Was ich ganz besonders an Corinna´s Unterricht schätze: Man lernt nicht einfach eine „Reittechnik“ nach Schema F(N). Man lernt, Hilfen so anzupassen, dass sie dem Pferd helfen. Denn Reiten ist kein Dogma. Es geht immer um Kommunikation mit dem Pferd. Nach und nach lernt der Reitschüler die Signale des Pferdes immer besser zu deuten. So wird das Pferd tatsächlich zum Lehrmeister. Man lernt zu fühlen.

Fast jede Reitstunde beginnt mit der Frage: „Wie fühlt sich das Pferd heute an?“ Bekommt man ein Lehrpferd, das man noch nicht kennt, stellt Corinna das Pferd und seine Eigenarten vor. Das finde ich toll. Hier werden Pferde als Individuen und Persönlichkeiten behandelt. Schön ist auch die ruhige, freundliche Atmosphäre für Mensch und Pferd.

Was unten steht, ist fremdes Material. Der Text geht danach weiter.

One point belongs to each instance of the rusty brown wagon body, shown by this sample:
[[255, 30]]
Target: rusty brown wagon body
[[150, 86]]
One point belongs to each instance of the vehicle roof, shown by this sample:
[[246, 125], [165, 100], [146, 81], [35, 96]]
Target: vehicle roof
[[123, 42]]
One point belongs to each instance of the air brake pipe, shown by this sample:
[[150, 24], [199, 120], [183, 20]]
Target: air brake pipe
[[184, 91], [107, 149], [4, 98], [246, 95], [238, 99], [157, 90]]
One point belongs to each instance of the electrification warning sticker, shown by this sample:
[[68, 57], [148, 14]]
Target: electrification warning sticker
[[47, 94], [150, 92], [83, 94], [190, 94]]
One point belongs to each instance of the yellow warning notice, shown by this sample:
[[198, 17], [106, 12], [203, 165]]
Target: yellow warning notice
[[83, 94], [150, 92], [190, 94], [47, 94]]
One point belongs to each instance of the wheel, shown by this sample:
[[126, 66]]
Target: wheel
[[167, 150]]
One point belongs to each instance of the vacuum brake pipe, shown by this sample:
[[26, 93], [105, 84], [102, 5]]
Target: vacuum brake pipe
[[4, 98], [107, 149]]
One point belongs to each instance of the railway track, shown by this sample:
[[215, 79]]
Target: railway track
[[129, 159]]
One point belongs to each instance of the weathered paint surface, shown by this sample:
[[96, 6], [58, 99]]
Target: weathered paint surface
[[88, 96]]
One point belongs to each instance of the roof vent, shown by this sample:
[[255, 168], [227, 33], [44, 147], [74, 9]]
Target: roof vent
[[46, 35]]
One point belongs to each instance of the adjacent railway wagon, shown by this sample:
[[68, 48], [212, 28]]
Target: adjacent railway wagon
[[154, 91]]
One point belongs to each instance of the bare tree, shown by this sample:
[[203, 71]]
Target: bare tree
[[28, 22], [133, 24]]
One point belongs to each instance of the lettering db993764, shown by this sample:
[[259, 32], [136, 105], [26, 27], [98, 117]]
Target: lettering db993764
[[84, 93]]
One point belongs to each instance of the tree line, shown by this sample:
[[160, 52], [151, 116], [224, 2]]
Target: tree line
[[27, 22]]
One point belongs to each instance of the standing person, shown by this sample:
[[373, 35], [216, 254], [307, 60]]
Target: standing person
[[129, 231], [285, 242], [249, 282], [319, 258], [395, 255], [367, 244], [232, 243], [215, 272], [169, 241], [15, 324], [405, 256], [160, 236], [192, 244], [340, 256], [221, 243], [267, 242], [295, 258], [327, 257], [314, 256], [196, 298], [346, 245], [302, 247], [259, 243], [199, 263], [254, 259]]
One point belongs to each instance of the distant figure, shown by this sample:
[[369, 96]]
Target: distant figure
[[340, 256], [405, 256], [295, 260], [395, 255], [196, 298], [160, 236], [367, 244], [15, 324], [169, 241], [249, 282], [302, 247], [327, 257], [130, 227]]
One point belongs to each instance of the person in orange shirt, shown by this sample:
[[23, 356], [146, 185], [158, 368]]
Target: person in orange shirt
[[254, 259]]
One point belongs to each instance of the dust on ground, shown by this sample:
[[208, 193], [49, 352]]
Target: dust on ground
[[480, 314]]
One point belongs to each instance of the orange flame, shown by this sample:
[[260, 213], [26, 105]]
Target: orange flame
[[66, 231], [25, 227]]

Nebenbei lernt man sehr viel extrem wichtige Theorie. Wo ist beim Pferd die hohle Seite, wo die steife? Welche Übungen gymnastizieren das Pferd sinnvoll und warum?
Die Lehrpferde sind fantastisch. Obwohl sie unter wechselnden Reitschülern im Unterricht gehen, sind sie motiviert, denken mit, wollen gefallen und versuchen es dem Reiter recht zu machen. Und wenn was nicht klappt? Na und? Dann versucht man es in aller Ruhe noch mal oder sucht nach sinnvollen Vorübungen. So lernt man nach und nach „loszulassen“, gelassen zu bleiben.

Ich kann den Reitunterricht und die weiteren Angebote bei Corinna (Theorieabende, Seminare, öffentliche Morgenarbeit) nur empfehlen. Hier macht Reiten wirklich Spaß.